XII
Появление в комнате Вильгельмины Мануильского и Георгия произвело свое действие: наступила полнейшая тишина. Мануильский отвесил общий поклон (то же сделал и Георгий за его спиной) и совершенно естественно, не желая замечать настороженной тишины, попросил:
— Мишка, пожалуйста, переводите! — Он повернулся ко всем и продолжал: — Когда Торез был у меня, он сказал мне так…
С разных концов комнаты раздались возгласы на ломаном русском языке:
— Не надо переводить, все ясно…
Мануильский повторил:
— Он сказал…
И вдруг произошло волшебство: каким-то неуловимым движением тела, мимикой лица и голосом Мануильский перевоплотился в Тореза. Он прошелся по комнате, сказал несколько слов так, как говорил Морис Торез, и дружный хохот потряс стены комнаты…
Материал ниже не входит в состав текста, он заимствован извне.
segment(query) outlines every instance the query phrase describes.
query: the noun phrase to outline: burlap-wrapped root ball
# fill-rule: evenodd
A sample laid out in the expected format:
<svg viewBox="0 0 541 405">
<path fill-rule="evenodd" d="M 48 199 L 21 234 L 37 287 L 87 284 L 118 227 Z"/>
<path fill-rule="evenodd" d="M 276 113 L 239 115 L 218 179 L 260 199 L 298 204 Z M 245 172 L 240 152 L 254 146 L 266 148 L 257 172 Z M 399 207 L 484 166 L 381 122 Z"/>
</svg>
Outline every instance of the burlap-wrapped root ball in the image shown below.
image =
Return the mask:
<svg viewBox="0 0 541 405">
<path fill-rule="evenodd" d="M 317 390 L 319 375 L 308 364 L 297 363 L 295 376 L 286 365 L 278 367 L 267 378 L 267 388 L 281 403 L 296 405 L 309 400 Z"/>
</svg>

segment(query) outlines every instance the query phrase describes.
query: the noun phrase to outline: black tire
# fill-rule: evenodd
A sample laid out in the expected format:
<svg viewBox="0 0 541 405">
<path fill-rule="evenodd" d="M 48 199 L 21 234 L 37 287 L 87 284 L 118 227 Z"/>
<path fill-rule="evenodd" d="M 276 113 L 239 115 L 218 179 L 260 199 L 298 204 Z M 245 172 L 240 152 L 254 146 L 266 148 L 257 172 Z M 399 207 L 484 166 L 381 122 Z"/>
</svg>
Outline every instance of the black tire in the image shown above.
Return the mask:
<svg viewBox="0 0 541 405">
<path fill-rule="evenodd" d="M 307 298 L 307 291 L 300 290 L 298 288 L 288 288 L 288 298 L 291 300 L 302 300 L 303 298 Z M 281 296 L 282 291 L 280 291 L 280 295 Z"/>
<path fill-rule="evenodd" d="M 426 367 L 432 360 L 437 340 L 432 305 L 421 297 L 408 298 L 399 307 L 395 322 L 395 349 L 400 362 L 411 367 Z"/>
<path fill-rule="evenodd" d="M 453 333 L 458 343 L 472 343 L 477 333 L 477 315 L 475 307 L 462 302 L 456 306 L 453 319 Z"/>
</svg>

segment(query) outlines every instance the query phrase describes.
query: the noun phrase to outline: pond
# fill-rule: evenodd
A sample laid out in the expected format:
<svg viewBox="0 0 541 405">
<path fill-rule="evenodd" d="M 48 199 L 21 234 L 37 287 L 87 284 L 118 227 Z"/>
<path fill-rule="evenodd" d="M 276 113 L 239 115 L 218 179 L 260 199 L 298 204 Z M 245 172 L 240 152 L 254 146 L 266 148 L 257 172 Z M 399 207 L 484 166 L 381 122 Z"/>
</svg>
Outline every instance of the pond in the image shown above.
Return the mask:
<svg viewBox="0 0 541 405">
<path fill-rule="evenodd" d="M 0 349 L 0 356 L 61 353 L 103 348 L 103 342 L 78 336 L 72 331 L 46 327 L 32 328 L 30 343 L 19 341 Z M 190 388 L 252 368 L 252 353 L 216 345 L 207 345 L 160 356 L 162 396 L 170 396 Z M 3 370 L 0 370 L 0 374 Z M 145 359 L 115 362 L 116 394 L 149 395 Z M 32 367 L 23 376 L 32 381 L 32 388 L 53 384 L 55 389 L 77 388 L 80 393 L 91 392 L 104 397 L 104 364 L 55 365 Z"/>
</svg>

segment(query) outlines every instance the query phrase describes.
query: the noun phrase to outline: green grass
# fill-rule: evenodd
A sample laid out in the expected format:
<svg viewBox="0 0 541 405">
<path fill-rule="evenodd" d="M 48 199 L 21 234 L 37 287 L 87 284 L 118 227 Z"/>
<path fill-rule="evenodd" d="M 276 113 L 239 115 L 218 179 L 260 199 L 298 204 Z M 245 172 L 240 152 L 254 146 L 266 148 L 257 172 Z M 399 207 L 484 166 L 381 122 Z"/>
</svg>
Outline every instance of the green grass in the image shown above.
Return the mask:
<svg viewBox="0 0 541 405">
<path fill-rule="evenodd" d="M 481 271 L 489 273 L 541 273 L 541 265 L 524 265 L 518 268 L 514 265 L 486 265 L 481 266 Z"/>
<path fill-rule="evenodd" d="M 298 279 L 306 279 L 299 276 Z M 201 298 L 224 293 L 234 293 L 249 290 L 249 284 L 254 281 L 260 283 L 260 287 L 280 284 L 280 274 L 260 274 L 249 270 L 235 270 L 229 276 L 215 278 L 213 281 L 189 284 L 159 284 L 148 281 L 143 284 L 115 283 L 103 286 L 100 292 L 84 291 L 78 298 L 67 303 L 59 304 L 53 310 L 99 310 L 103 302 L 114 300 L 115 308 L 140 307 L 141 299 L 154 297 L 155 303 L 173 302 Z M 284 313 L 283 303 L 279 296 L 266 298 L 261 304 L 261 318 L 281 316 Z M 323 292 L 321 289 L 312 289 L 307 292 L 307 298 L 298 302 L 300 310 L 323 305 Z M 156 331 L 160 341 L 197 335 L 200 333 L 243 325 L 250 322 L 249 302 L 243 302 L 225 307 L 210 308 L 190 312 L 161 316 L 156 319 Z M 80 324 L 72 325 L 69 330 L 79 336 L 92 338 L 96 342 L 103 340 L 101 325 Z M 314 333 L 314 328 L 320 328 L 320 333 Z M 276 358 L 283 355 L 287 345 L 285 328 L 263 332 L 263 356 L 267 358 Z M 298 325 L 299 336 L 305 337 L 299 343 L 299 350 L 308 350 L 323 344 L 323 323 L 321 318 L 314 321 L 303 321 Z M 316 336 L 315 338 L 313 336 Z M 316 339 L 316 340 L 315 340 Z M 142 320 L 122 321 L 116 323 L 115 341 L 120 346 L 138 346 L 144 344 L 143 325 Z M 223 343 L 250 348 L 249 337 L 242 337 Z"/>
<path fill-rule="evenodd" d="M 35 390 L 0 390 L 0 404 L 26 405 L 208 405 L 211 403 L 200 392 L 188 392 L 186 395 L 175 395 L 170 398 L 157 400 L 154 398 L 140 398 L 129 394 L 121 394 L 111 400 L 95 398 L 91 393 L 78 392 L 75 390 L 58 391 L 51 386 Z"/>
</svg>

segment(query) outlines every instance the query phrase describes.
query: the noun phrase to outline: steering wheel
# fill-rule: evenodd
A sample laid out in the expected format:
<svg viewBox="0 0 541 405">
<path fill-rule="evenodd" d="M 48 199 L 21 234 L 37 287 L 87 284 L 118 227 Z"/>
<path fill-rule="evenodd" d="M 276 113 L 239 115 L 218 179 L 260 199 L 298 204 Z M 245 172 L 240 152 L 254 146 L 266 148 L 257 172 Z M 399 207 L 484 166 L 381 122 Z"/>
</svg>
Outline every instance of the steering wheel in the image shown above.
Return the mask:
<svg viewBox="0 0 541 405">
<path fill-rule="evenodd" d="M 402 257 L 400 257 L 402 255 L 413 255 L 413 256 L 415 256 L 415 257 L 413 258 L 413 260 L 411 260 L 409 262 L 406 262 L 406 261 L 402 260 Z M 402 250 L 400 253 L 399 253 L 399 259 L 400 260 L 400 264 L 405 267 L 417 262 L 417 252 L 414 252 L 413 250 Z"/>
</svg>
Товарищи, хорошо знавшие Мануильского, рассказывали мне, что у него было незаурядное актерское дарование, он умел точно воспроизводить манеру разных людей разговаривать, свойственные им жесты. Известно, что он помог актеру Щукину создать правдивый образ Владимира Ильича в кинофильме «Ленин в Октябре». Много часов провел Щукин с Мануильским, стремясь уловить, как Ленин ходил, брал книгу из шкафа, садился за письменный стол, читал…
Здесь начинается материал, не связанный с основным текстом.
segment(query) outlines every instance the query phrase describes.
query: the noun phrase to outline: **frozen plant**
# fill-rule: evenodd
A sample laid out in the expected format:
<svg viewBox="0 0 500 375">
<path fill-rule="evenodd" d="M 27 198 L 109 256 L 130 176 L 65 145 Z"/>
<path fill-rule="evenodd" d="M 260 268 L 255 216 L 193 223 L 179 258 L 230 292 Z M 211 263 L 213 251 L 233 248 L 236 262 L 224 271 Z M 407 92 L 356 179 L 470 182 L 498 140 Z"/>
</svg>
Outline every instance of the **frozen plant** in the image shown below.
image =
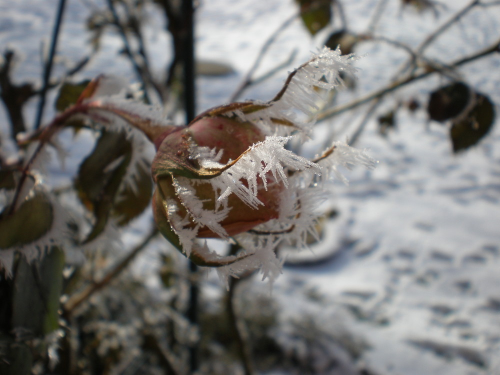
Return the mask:
<svg viewBox="0 0 500 375">
<path fill-rule="evenodd" d="M 223 278 L 258 268 L 272 280 L 280 272 L 277 246 L 288 242 L 304 247 L 308 236 L 318 238 L 318 206 L 328 192 L 324 182 L 334 176 L 344 179 L 338 168 L 375 164 L 340 142 L 312 160 L 286 148 L 294 138 L 312 136 L 322 94 L 342 84 L 341 72 L 354 73 L 352 60 L 325 48 L 292 72 L 272 100 L 213 108 L 185 126 L 165 124 L 161 108 L 124 98 L 124 85 L 100 77 L 38 136 L 37 150 L 75 118 L 102 132 L 124 131 L 133 152 L 122 189 L 136 190 L 144 178 L 140 130 L 156 149 L 152 206 L 163 236 L 196 264 L 218 268 Z M 107 168 L 118 168 L 122 160 Z M 223 256 L 208 248 L 207 238 L 236 242 L 242 250 Z M 6 260 L 0 262 L 5 268 Z"/>
</svg>

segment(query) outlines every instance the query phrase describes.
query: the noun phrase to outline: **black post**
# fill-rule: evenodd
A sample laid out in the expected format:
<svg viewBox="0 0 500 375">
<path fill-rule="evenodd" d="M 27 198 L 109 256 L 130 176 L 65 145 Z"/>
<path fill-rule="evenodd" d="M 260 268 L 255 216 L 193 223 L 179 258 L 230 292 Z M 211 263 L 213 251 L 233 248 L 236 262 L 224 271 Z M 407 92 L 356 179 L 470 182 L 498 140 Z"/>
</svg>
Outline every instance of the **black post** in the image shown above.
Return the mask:
<svg viewBox="0 0 500 375">
<path fill-rule="evenodd" d="M 42 90 L 40 90 L 40 101 L 38 102 L 38 110 L 36 112 L 36 117 L 35 119 L 35 129 L 38 128 L 42 124 L 47 90 L 48 90 L 48 86 L 50 84 L 52 66 L 54 62 L 54 56 L 56 56 L 56 49 L 57 48 L 58 40 L 59 38 L 59 32 L 60 30 L 61 24 L 62 23 L 62 14 L 64 14 L 66 5 L 66 0 L 60 0 L 56 22 L 54 24 L 54 29 L 52 32 L 52 38 L 50 40 L 50 49 L 48 52 L 48 58 L 45 64 L 44 70 L 43 82 L 42 84 Z"/>
</svg>

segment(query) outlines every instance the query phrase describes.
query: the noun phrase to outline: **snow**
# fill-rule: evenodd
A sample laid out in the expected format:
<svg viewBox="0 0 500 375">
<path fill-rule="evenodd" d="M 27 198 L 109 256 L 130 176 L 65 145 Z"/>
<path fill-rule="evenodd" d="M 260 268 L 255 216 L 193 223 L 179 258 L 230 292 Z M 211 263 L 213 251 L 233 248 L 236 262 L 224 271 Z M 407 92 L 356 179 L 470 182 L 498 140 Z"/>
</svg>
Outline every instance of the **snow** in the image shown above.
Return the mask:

Весь вечер Георгий просидел в углу, зажатый со всех сторон молодыми людьми. От него трудно было добиться слова, но когда хором запели немецкую рабочую песню, потом итальянскую, он пел вместе со всеми, и глаза его молодо и растроганно светились, и голос окреп.
— Вы хорошо поете, — похвалила Вильгельмина, наклоняясь к нему. — Вот не ожидала…
Мишка доверчиво смотрела на него, и Георгию показалось, что она хочет подбодрить, помочь ему избавиться от скованности и угрюмости. Девушка не знала ни о Любе, ни о предстоящем отъезде Георгия в Германию,
— Когда-то я любил петь, — Георгий усмехнулся. — И даже танцевать хоро.
Девушка удивленно подняла брови.
— Это болгарский танец, — пояснил Георгий, — мужчины и женщины становятся в круг и танцуют, положив руки друг другу на плечи, пока хватит сил.
— Давайте станцуем хоро! — воскликнула Мишка, смотря на Георгия доверчиво и лукаво.
— Нет, — сказал он решительно, — я уже давно разучился танцевать.
— Ой, какой вы мрачный! — шутливо воскликнула девушка, передернув плечиками.
— Через несколько лет мне пятьдесят, — сказал Георгий, — в два раза больше, чем вам и вашим друзьям.
Лицо его стало замкнутым, он опустил глаза.
— Мы будем танцевать, — воскликнула озорная Мишка, стремительно вскакивая с места. — Все будем танцевать! Слышите, все! Алле геноссен! Ту ле монд! — повторила она свой возглас по-немецки и французски. — Все товарищи! Все люди!
И «все люди» пустились в пляс. Один только Георгий остался на своем месте в углу комнаты.
Поздно вечером Мануильский провожал Димитрова по затихшим, темным улицам Москвы. Они разговаривали о предстоящей поездке в Германию.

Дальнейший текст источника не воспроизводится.